Tuesday, March 15, 2011

On the non-sustainability of nuclear power

Have no fear for atomic energy - cause none of them can stop the time
/Redemption Song by Bob Marley

Nuclear Free Zone

As Japan's nuclear crisis is unravelling, the fear of radiation has re-entered the western mind. The Swedish blogosphere is bickering, in the US Obama is defiant, but not triumphant, about the future of nuclear energy in the US. In Germany Angela Merkel gives in to a vocal anti-nuclear opinion that reminds us about the force in political grassroots movements.

I, too, am very frightened about the spectre of a major nuclear disaster, and speechless before the folly of trying to keep nuclear waste safe for 100 000 years. Tomorrow the Swedish nuclear industry will present a plan how to do that... environmental organisations are critical, and argue that the copper containers will corrode after 1000 years. What kind of thousand year's Reich do they imagine that can follow this up until 3011? And what kind of civilisation would be able to keep the danger in memory for 100 000 years? Certainly not homo sapiens - the nuclear industry must hope that some new breed of sapiens appears, and that we manage to transfer vital information about our ecologial footprint to them. Harry Potter is more realistic. Unless these utopias come true, the most likely outcome is that Sweish groundwater will be heavyily polluted and swats of land inhabitable.

But still - have no fear. In spite of all talk about a nuclear renaissance, improved technology and the brilliant idea that nuclear power can replace fossile fuels, nuclear power has no future in a world of expensive oil. Not because it is dangerous, but because it is just as dependent on these fossil fuels as any other industry is.

Consider the mining process - what do you think that the trucks run on? Fossil fuels, of course. Then the very product of the mines have to be transported to powerplants. By sailing boats? Unfortunately not. This trip, as any other, will be fossily fueled.

Once the nuclear fuel reaches the plant, it's consumption emits very little co2, which is about the only positive thing about nucelar power.
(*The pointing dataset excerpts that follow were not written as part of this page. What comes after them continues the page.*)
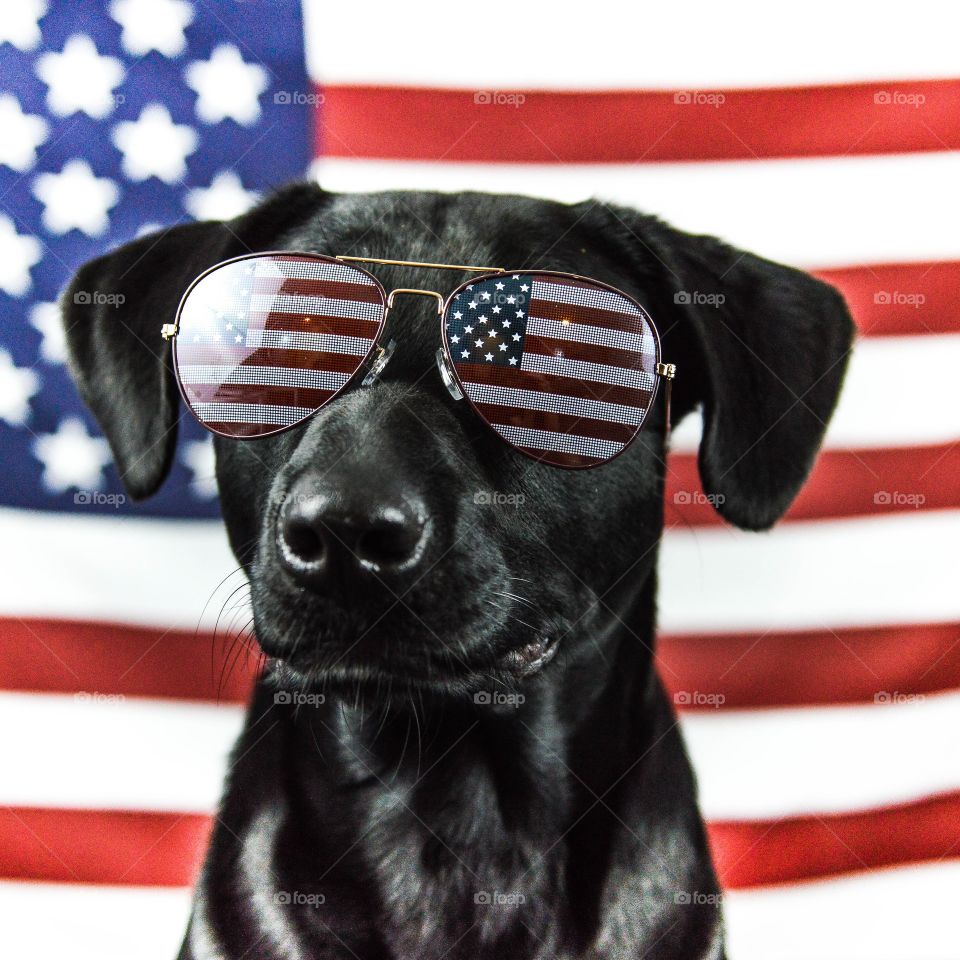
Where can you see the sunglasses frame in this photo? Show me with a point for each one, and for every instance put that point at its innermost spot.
(664, 371)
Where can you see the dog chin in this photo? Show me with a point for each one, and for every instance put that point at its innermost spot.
(453, 678)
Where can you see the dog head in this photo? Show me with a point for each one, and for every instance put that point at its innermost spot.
(394, 535)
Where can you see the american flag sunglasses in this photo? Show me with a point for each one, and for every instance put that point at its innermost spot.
(563, 368)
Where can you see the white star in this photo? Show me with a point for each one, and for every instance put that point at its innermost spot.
(152, 25)
(154, 146)
(22, 134)
(80, 79)
(45, 317)
(18, 253)
(224, 199)
(75, 199)
(17, 386)
(71, 457)
(19, 23)
(226, 86)
(199, 459)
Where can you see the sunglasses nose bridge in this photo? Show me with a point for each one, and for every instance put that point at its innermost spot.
(418, 293)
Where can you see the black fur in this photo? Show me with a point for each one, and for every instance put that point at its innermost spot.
(492, 727)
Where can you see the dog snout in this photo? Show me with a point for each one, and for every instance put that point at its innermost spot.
(327, 534)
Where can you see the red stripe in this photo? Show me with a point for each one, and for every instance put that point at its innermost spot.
(749, 670)
(844, 483)
(166, 849)
(633, 126)
(776, 669)
(900, 298)
(102, 846)
(748, 854)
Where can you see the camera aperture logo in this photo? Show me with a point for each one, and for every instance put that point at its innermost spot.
(494, 898)
(299, 698)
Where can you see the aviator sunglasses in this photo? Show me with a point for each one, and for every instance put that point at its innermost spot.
(561, 367)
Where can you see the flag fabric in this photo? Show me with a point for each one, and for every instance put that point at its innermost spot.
(816, 669)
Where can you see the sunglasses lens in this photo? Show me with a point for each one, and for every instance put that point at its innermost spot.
(265, 341)
(563, 369)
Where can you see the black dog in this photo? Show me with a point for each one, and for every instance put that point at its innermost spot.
(494, 769)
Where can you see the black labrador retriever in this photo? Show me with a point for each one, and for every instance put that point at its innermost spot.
(470, 754)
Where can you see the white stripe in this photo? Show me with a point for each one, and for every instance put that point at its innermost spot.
(692, 44)
(760, 764)
(554, 403)
(584, 333)
(92, 751)
(585, 370)
(313, 270)
(263, 376)
(562, 442)
(591, 297)
(45, 921)
(250, 413)
(811, 212)
(321, 306)
(320, 342)
(905, 913)
(899, 392)
(103, 753)
(898, 568)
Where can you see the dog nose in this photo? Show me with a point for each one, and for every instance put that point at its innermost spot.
(323, 533)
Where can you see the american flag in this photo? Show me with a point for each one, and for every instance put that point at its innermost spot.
(816, 669)
(587, 356)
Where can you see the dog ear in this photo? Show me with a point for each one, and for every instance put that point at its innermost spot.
(113, 311)
(763, 348)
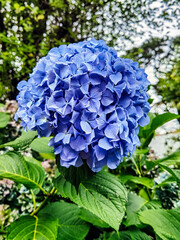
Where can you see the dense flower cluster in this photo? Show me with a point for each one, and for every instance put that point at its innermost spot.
(89, 99)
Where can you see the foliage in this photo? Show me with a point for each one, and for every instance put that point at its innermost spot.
(81, 204)
(169, 86)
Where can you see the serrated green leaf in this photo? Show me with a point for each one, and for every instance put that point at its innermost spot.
(164, 222)
(4, 119)
(156, 122)
(130, 235)
(138, 180)
(41, 145)
(93, 219)
(32, 160)
(174, 172)
(71, 226)
(154, 204)
(134, 204)
(102, 194)
(172, 159)
(21, 142)
(14, 167)
(43, 227)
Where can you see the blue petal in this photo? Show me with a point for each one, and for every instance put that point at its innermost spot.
(107, 98)
(111, 131)
(100, 152)
(59, 137)
(105, 144)
(86, 127)
(115, 78)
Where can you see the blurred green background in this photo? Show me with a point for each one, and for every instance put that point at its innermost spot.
(143, 30)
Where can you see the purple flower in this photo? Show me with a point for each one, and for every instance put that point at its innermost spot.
(90, 100)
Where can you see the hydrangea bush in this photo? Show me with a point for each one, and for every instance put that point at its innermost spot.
(90, 100)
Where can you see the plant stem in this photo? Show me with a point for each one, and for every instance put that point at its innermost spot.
(33, 199)
(43, 202)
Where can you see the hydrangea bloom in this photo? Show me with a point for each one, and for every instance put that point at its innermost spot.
(90, 100)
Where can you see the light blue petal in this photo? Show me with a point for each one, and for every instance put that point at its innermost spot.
(105, 144)
(86, 127)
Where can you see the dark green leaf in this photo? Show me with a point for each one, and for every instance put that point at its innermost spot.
(164, 222)
(43, 227)
(102, 194)
(174, 172)
(40, 145)
(4, 119)
(130, 235)
(21, 142)
(172, 159)
(157, 122)
(14, 167)
(139, 180)
(93, 219)
(134, 204)
(71, 226)
(75, 175)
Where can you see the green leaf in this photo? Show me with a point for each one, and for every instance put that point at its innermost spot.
(30, 228)
(154, 204)
(130, 235)
(71, 226)
(157, 122)
(14, 167)
(93, 219)
(164, 222)
(174, 172)
(102, 194)
(21, 142)
(40, 145)
(172, 159)
(134, 204)
(75, 175)
(139, 180)
(4, 119)
(32, 160)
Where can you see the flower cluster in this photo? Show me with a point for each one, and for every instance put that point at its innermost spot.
(90, 100)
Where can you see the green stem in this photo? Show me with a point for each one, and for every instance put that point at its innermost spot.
(43, 202)
(44, 191)
(148, 193)
(33, 199)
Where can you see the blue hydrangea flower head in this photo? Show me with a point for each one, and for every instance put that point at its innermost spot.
(90, 100)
But for doing so it requires a massive infrastructure, experts travelling in cars, parts coming in trucks and all these things that any other business do. All this things require fossil fuels - and all businesses rely on fossil fuels.

As the price of oil goes up, as it certainly will - the cost of all these transport will be added to the price of nuclear power , and make it a much less attractive kind of energy it is as long as driving trucks is cheap. The cost of building new plants will rise even more since building involves many transports. And that cost is not small even today. Security will likely be less safe when the industry is forced to save money.

There is no future for nucelar power in a peak oil world. Of course it is theoretically possible to run this whole scheme with sailing ships and electric vehicles, but that would require a massive investment in these technologies, investments that are very delayed. It will be very expensive and exposed to the same kind of flaws as fossil fuels - once everyone wants an electric vehicle, we will havea real problem finding metals for batteries.

Nuclear power is a very efficient way to produce energy, but it does not in any way replace fossil fuels. At least not before trucks are electrical. And maybe this is worse than the risk of future groundwater pollution and radiation crises. What so much energy produced so easily does is to make electricity cheaper, which is highly popular among consumers, but also discourages them to save energy. In spite of alleged technical progress, the average Swede consumes more enrgy today than 25 years ago. Maybe the real question about nuclear energy is - how big an obstacle is it to energy saving?

Whatever the answer to that question is, Nuclear power "can not stop the time", as Bob Marley sings. As so many other things, it will become way too expensive when fossil fuels become rare, and few societies wil have the means to keep it running. In stead we will have to look for solutions that do the work with a minimal energy consumption. Small scale, local and smart - those will be the keywords in the future, whether you like it or not.